Not only did bodies with dissected bodies appear upright, in positions they would have taken in life and inserted into a landscape, but, like this, they carried in their hands the skin that had been removed to reveal their muscles.
6. Expressive skeletons
For a time, skeletons also appeared in their context.
Some of the most memorable examples are the illustrations from the book "Osteology" (1732) in which the English surgeon William Cheselden gave the first complete and accurate description of the anatomy of the human skeletal system
. This kneeling skeleton is one of them.
7. Sometimes, little is much
Let's start with a simple illustration and end with a simple.
The images show a glimpse of the shape of the body. in 4 postures : standing, leaning, bending over and bending over.

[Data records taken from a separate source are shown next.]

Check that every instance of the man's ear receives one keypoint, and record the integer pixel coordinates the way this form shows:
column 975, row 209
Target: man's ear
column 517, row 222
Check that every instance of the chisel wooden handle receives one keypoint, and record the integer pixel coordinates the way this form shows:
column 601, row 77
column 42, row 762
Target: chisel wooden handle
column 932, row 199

The main body curves – the neck, thoracic spine (chest), lower back (lower), pelvis, hips and knees are labeled with letters and are represented evenly balanced on both sides of the center of gravity (vertical line) in all postures.
The work of anatomical art was published in " .The human foot and the human hand ", from the anatomist and British physician George Murray Humphry , in 1861.
An Extra
Aunq If we are not exactly the image of a human body, we could not resist this "exoskeleton" designed by the Italian anatomist Girolamo Fabrizi. Acquapendente because it seemed at first sight to be designed for a sci-fi movie. [19659002] This is the illustration of an Oplomoclion, an orthopedic corset for the correction of the deformities of the vertebral column and extremities, conceived by Fabrici, which appeared in " Opera Chirurgica de Fabricius ", and published in 1582.
There are also three-dimensional metal models similar to this illustration that may have been used to teach students articulation, dislocations, limb injuries and their subsequent processing.
Fabrici (c 1553-1619) is Professor of Anatomy at the University of Padua, Italy, since 1565.